The day before yesterday, I happened upon the following article, linked from this site:
"Under Cheney, Halliburton Helped Saddam Hussein Siphon Billions from UN Oil-for-Food Program" By Jason Leopold
I've been following the Halliburton cover-up, as this is the most egregious example of what is not being addressed by CNN, MSNBC, and the other major media networks where most people get their news. I'm not familiar with this online journal, Scoops, but I noticed an article by Bill Moyers, whom I so admire, and clicked on it, and what does he discuss but the very real and frightening current state of media news in corporate conglomerate, and the dangers this imposes upon our freedoms. It's quite a lengthy article, amusing and seriously reflective. Some snipets follow, if you're interested. I would love to hear what Moyers has to say about Sinclair's recent decision. (I don't know why the copied link is not showing up as a highlighted link. Sorry.)
http://www.scoop.co.nz/mason/stories/HL0410/S00120.htmJOURNALISM UNDER FIRE
This speech was given by Bill Moyers at a Society of Professional Journalists conference on Sept. 11, 2004.
By Bill Moyers
"If raging ideologies are difficult to penetrate, so is secrecy. Secrecy is hardly a new or surprising story. But we are witnessing new barriers imposed on public access to information and a rapid mutation of America's political culture in favor of the secret rule of government."
"But never has there been an administration like the one in power today so disciplined in secrecy, so precisely in lockstep in keeping information from the people at large and, in defiance of the Constitution, from their representatives in Congress. The litany is long: The president's chief of staff orders a review that leads to at least 6000 documents being pulled from government websites. The Defense Department bans photos of military caskets being returned to the U.S. To hide the influence of Kenneth Lay, Enron, and other energy moguls, the vice president stonewalls his energy task force records with the help of his duck-hunting pal on the Supreme Court. The CIA adds a new question to its standard employee polygraph exam, asking, "Do you have friends in the media?"
"Now we are buying into the very paradigm of a "war on terror" that our government with staggering banality, soaring hubris, and stunning bravado employs to elicit public acquiescence while offering no criterion of success or failure, no knowledge of the cost, and no measure of democratic accountability."
"That's why I have also become a nuisance, if not a fanatic, on the perils of media consolidation."
"Sure enough, as merger as followed merger, journalism has been driven further down the hierarchy of values in the huge conglomerates that dominate what we see, read and hear. And to feed the profit margins journalism has been directed to other priorities than "the news we need to know to keep our freedoms.""
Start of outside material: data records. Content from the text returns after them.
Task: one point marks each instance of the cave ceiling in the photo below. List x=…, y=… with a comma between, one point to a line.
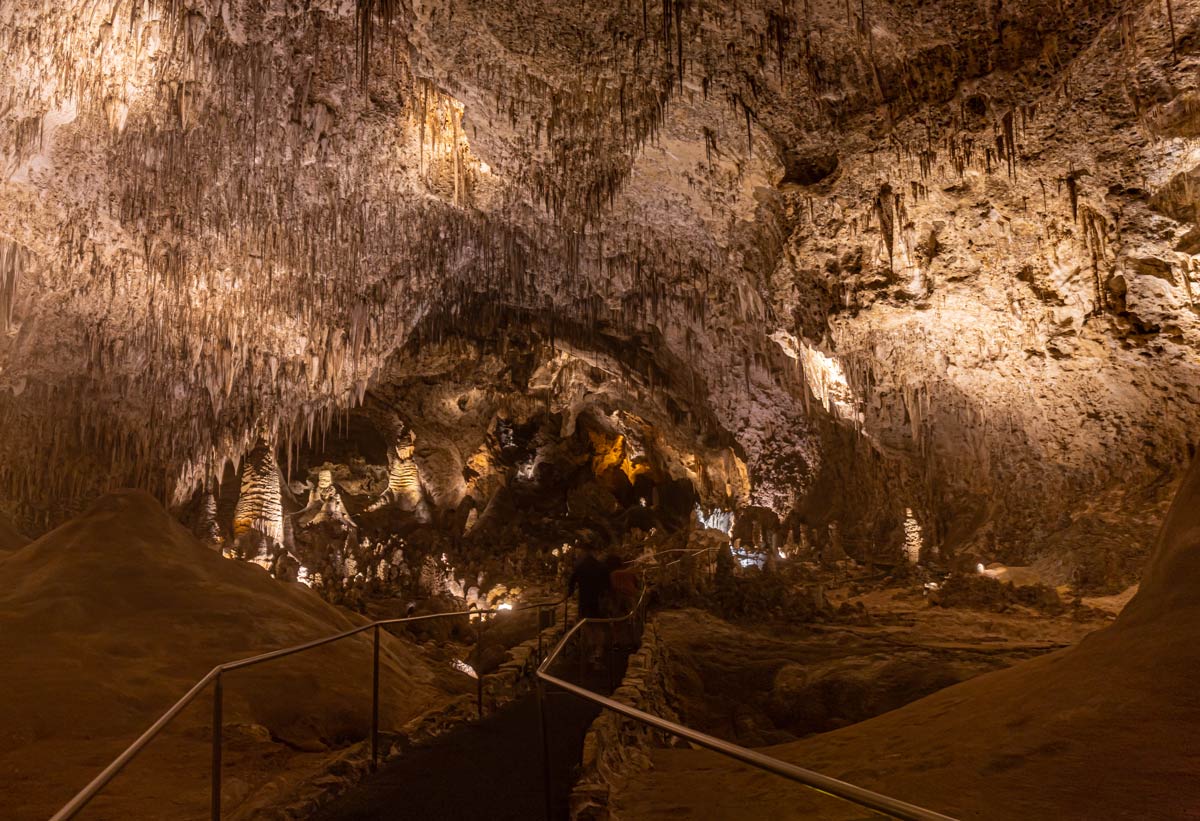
x=958, y=235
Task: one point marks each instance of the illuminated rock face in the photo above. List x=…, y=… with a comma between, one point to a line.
x=403, y=479
x=931, y=258
x=258, y=519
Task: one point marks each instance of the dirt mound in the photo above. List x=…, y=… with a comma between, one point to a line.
x=10, y=539
x=1103, y=730
x=108, y=619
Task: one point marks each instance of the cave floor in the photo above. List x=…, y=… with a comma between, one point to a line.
x=729, y=678
x=492, y=766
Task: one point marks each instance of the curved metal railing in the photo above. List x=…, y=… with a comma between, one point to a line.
x=833, y=786
x=93, y=789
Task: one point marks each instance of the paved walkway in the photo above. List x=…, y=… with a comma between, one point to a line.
x=489, y=769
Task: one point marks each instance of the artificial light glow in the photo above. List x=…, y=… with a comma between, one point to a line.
x=462, y=666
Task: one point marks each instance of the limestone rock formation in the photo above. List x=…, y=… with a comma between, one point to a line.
x=933, y=257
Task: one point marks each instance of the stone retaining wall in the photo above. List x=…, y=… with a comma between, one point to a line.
x=616, y=745
x=299, y=795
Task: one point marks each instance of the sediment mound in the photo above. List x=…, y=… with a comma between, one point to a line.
x=1103, y=730
x=108, y=619
x=10, y=539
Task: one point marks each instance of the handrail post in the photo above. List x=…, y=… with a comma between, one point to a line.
x=375, y=702
x=540, y=628
x=545, y=745
x=217, y=719
x=612, y=657
x=479, y=663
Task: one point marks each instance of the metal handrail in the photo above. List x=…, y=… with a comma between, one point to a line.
x=833, y=786
x=93, y=789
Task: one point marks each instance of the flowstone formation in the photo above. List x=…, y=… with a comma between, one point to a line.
x=881, y=257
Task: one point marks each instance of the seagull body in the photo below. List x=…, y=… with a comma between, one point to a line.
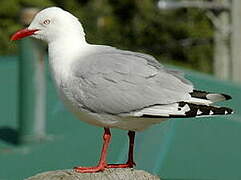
x=112, y=88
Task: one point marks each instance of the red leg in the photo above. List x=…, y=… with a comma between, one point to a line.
x=102, y=163
x=130, y=162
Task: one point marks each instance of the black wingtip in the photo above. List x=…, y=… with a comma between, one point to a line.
x=227, y=97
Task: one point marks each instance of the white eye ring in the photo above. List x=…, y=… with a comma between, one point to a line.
x=46, y=22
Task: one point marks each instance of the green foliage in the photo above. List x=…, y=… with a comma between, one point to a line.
x=182, y=37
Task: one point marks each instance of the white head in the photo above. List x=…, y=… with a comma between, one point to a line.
x=52, y=24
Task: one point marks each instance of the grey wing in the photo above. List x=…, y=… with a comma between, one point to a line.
x=122, y=81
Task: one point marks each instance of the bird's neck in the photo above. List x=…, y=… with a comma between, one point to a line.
x=62, y=53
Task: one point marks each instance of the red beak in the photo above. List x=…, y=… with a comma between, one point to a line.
x=23, y=33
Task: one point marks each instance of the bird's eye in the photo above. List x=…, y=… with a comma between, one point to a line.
x=46, y=22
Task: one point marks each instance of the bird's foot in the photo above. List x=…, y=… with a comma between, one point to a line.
x=94, y=169
x=126, y=165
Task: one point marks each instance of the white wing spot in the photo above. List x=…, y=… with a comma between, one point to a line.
x=211, y=112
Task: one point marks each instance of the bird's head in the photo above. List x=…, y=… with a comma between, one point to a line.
x=52, y=24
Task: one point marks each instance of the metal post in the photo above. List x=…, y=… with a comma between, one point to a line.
x=236, y=40
x=222, y=54
x=31, y=88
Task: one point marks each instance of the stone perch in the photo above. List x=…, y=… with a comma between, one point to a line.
x=108, y=174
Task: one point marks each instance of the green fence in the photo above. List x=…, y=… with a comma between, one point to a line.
x=202, y=148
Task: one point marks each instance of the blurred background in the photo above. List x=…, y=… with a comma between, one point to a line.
x=199, y=37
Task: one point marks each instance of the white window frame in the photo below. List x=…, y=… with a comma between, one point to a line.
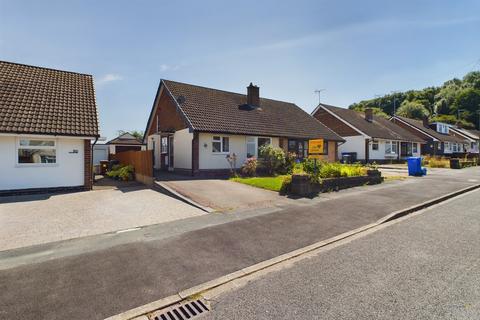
x=19, y=147
x=393, y=145
x=221, y=144
x=256, y=143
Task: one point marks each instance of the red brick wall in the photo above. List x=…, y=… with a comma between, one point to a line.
x=87, y=168
x=333, y=123
x=412, y=130
x=168, y=117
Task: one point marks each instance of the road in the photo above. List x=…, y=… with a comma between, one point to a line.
x=424, y=267
x=100, y=276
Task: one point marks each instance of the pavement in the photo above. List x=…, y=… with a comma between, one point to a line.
x=221, y=194
x=424, y=267
x=37, y=219
x=108, y=277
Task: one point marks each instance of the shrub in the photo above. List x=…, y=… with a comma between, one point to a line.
x=324, y=170
x=124, y=173
x=273, y=159
x=286, y=185
x=436, y=162
x=249, y=167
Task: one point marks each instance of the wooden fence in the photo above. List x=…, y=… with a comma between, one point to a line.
x=142, y=162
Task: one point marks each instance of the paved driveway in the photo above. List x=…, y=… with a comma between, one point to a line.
x=36, y=219
x=222, y=194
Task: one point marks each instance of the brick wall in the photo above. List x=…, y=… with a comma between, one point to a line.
x=87, y=168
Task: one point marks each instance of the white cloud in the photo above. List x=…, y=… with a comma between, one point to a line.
x=167, y=67
x=109, y=77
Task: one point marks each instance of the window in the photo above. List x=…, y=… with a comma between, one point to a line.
x=220, y=144
x=164, y=145
x=254, y=144
x=262, y=142
x=36, y=151
x=390, y=147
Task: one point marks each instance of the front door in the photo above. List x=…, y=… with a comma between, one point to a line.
x=170, y=153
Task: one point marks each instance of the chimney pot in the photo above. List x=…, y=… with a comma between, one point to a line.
x=426, y=123
x=369, y=114
x=253, y=95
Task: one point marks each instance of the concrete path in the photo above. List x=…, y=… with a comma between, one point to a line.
x=425, y=267
x=37, y=219
x=102, y=283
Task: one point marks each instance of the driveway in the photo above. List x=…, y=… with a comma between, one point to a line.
x=37, y=219
x=222, y=194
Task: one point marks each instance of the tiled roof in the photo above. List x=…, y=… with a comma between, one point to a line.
x=378, y=128
x=429, y=131
x=36, y=100
x=126, y=138
x=212, y=110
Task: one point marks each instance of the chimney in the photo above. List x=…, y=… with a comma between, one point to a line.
x=426, y=123
x=369, y=114
x=253, y=95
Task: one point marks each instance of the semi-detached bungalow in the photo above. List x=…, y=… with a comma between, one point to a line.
x=192, y=129
x=368, y=137
x=47, y=121
x=439, y=141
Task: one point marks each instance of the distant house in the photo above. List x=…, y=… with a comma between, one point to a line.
x=47, y=121
x=472, y=136
x=125, y=142
x=193, y=129
x=439, y=140
x=368, y=137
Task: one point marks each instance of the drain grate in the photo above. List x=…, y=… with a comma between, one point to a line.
x=182, y=311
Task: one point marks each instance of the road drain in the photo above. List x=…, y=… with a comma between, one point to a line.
x=183, y=311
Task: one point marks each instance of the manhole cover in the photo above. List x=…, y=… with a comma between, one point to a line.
x=182, y=311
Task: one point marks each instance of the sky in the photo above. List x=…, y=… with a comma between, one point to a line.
x=354, y=50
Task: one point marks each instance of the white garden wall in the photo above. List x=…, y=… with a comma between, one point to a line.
x=67, y=172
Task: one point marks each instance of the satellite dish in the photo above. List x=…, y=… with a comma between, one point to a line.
x=180, y=99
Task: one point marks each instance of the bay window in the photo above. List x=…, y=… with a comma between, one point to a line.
x=36, y=151
x=390, y=147
x=220, y=144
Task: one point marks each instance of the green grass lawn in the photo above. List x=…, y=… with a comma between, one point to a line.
x=269, y=183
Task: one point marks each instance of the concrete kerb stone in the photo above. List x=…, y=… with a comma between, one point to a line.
x=231, y=278
x=162, y=187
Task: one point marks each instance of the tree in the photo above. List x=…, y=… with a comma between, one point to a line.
x=412, y=109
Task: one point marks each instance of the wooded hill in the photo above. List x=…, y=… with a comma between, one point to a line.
x=456, y=101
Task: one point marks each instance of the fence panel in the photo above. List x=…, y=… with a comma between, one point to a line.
x=142, y=162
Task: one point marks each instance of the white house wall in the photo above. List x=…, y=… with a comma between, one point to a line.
x=238, y=145
x=353, y=144
x=182, y=149
x=67, y=172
"A profound transformation is happening here. The framers of our nation never envisioned these huge media giants; never imagined what could happen if big government, big publishing and big broadcasters ever saw eye to eye in putting the public's need for news second to their own interests and to the ideology of free-market economics. Nor could they have foreseen the rise of a quasi-official partisan press serving as a mighty megaphone for the regime in power. Stretching from Washington think tanks funded by corporations to the editorial pages of the Wall Street Journal to Rupert Murdoch's far-flung empire of tabloid journalism to the nattering know- nothings of talk radio, a ceaseless conveyor belt often taking its cues from daily talking points supplied by the Republican National Committee moves mountains of the official party line into the public discourse. But that's not their only mission. They wage war on anyone who does not subscribe to the propaganda, heaping scorn on what they call "old-school journalism.""
"But I approach the end of my own long run believing more strongly than ever that the quality of journalism and the quality of democracy are inextricably joined."
"I believe democracy requires "a sacred contract" between journalists and those who put their trust in us to tell them what we can about how the world really works."